7:30 the next morning I awoke to pounding on the door. I staggered over and open it, my eyes still half-closed. In march Butthead and son. I stumble back into bed. Seconds later, Butthead’s puppy gets plopped on my head. I kick them all out of my bedroom and try to go back to sleep. Beavis arrives, and soon they’re all yelling and carrying on like a bunch of drunken frat boys. Sleep ain’t happening, because son ends up bursting in, jumping on me, and demanding to be fed.

Of course I have to cook for all three of them; they get to my house so damn early, neither of them has eaten yet. Once they have energy they start jumping all over each other, which causes the diva to bark, which causes the parakeets to screech. Right about that time is when I banish them to the outdoors.

But kids are like ants; even when you think you’ve taken care of the problem, they find a way back into the house. Before I had kids, I used to dread Mondays. Now I welcome them with a margarita in one hand, bleach wipes in the other.
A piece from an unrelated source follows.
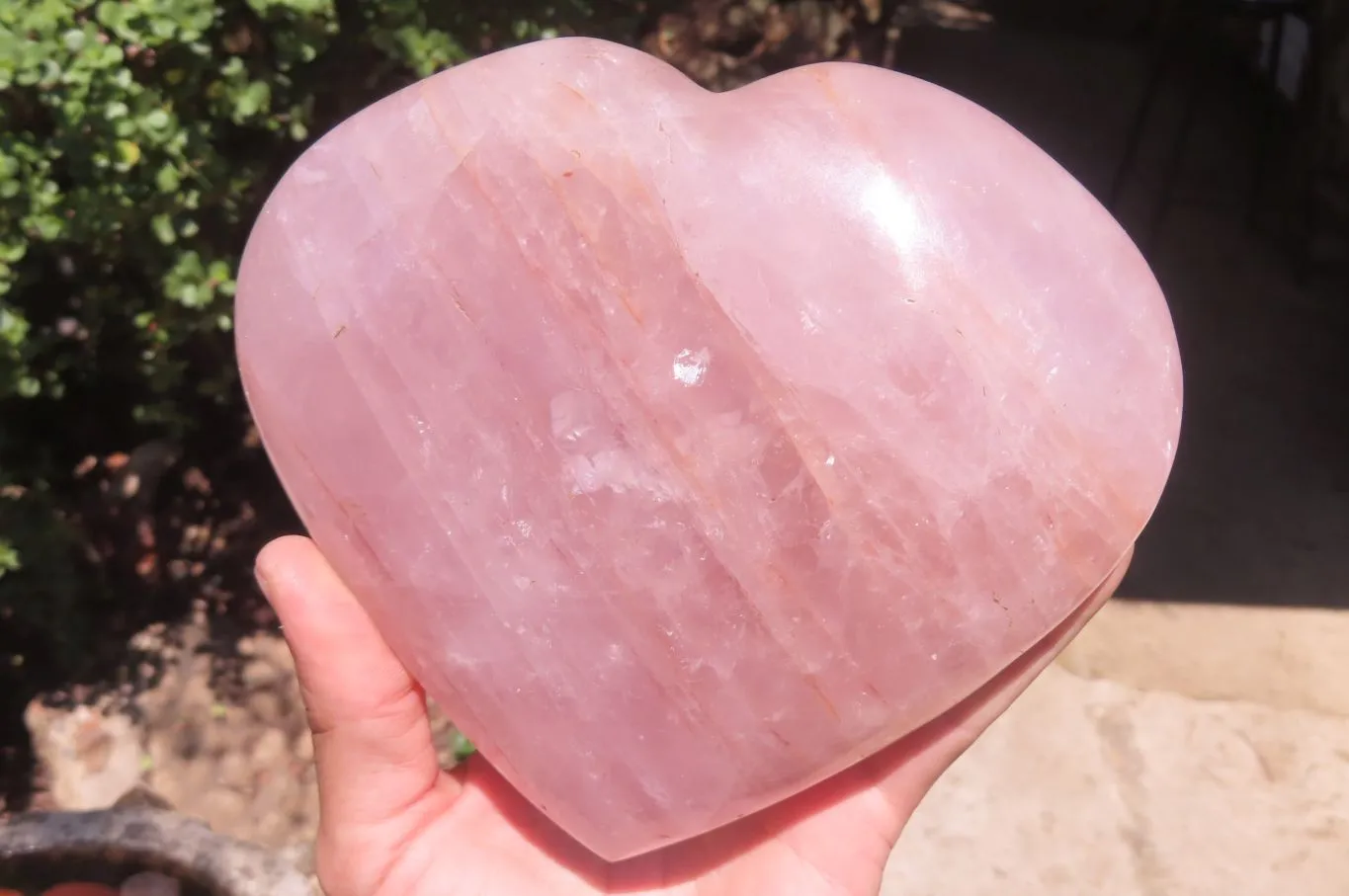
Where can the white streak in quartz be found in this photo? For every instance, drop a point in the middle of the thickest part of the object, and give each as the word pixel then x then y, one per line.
pixel 691 366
SUMMERTIME AND THE LIVIN’ IS EASY

Photo by Thomas Tolkien

The beginning of summer is like New Year’s Day for me—an opportunity to set goals. I had a lofty writing goal this summer: Finish my current work-in-progress, a contemporary romance, or some may say, actually write it, since I was only at 20,000 words. No problemo. I had the entire summer ahead of me…

Three glorious uninterrupted months of my creative muse spoon-feeding me chocolate mousse and rubbing my tired shoulders whenever I became stuck. I had the days to sleep in late in order to “replenish the well,” and the nights to dress in my most luxurious dry clean only lingerie, while tapping away at the keyboard, listening to sultry jazz in the background, a glass of chilled Riesling by my side.

Seriously?

I’m a single mother of a ten-year-old boy. We have a diva Chihuahua, three cats, and two parakeets. And an invisible sign tacked up on our front door that says: “All kids welcome.”
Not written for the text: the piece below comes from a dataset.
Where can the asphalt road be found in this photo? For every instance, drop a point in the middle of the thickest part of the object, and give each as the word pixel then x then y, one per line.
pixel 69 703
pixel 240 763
Here’s an example of a typical day:

“Mom, wake up, the dog pooped in my room again.”

I stagger out of bed in my boxer shorts and ratty T-shirt to clean up said mess. The cats swarm around me, demanding to eat. No sooner are the cats fed when one promptly throws up on the carpet, not the floor right next to the carpet.
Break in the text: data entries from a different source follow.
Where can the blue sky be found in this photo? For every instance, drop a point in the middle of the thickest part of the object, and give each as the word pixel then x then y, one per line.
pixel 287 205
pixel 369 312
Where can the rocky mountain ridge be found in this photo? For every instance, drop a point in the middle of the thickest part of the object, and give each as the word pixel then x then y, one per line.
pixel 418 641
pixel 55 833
“Can you help me clean this up?” I shout to my son, who’s in his room playing video games.

“What? I can’t hear you, Mom, my game’s too loud!”

Next-door neighbor kid walks in my front door without knocking. “Morning.” Diva Chihuahua begins to bark furiously despite seeing this same kid every day.

“Can you make me breakfast, Mom?”

“Will you please help me—?”

“Can’t hear you, Mom, the birds are squawking too loud!”

A knock at the door. It’s another one of my son’s friends. Diva Chihuahua growls, spies one of our cats making a beeline out the front door, and takes off after her.

After rounding up the Diva and making breakfast for everyone, I eat whatever scraps my son has left on his plate, clean up the kitchen, throw in a load of laundry, grab a second cup of coffee (or third, or fourth), and finally sit down at my computer to write. It’s almost noon. I have a sex scene on the agenda.

My office is the dining room, without any doors. “All right,” I tell myself, “time to get in the mood. Think sexy thoughts.”

I start to type…

His fingers caressed the inside of her bare thigh—

“Mom, I’m hungry!”

slowly creeping up to discover she

“Mom, what are you going to make me?”

wasn’t wearing any underwear. Her smile gave him

“Mom, can you make a sandwich for my two friends also?”

permission to venture further. But first he planned to slowly undress her and

“Mom, come on! What are you doing?”

carry her to the bed where he’d

“Mom, we’re hungry. Come on!”

Heavy sigh. —just fuck her without any foreplay. The End.

Multiply this day times June, July, and August, and you have my summer.